A Los Angeles jury ordered Johnson & Johnson to pay a record $417 million in damages to a hospitalized California woman after she claimed in a lawsuit that talc in the company's baby powder causes ovarian cancer.
Eva Echeverria alleged that the company failed to warn consumers about potential cancer risks of its baby powder product when applied regularly for feminine hygiene.
The verdict served in the California lawsuit marks largest sum awarded in a series of talcum powder lawsuit verdicts against Johnson & Johnson in courts around the U.S. (Three other trials in St. Louis had similar outcomes last year, with juries awarding damages of $72 million, $70.1 million, and $55 million.)
Echeverria said in her lawsuit that she used Johnson & Johnson's baby powder on a daily basis from the 1950s until 2016 and was diagnosed with ovarian cancer in 2007 as a "proximate result of the unreasonably dangerous and defective nature of talcum powder."
Her attorney, Mark Robinson, said that Echeverria is undergoing cancer treatment in the hospital and told him that she hopes the verdict will lead the company to put a warning on its packaging.
"Mrs. Echeverria is dying from this ovarian cancer and she said to me all she wanted to do was to help the other women throughout the whole country who have ovarian cancer for using Johnson & Johnson for 20 and 30 years," Robinson told the Associated Press. "She really didn't want sympathy," he added. "She just wanted to get a message out to help these other women."
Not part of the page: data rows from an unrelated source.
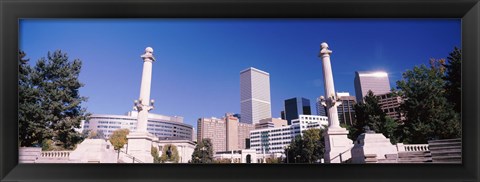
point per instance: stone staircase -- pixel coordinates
(446, 151)
(414, 157)
(28, 154)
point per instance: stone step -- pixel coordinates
(445, 144)
(446, 157)
(29, 149)
(444, 147)
(27, 157)
(447, 152)
(413, 160)
(413, 154)
(445, 141)
(448, 162)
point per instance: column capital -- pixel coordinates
(324, 51)
(148, 55)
Robinson also said that evidence in the case included internal company documents over the course of decades that "showed the jury that Johnson & Johnson knew about the risks of talc and ovarian cancer," Robinson said.
"Johnson & Johnson had many warning bells over a 30 year period but failed to warn the women who were buying its product," he said.
A spokesperson for the company, Carol Goodrich, said that Johnson & Johnson will be appealing the verdict. She said that while the company sympathizes with women suffering from ovarian cancer, scientific evidence supports the safety of the baby powder.
In addition to the aformentioned St. Louis outcomes, thousands of other similar lawsuits have been filed against Johnson & Johnson. Some have been dismissed for not providing enough evidence supporting the link between talc and cancer, while others have won much lower amounts than Evecherria's verdict.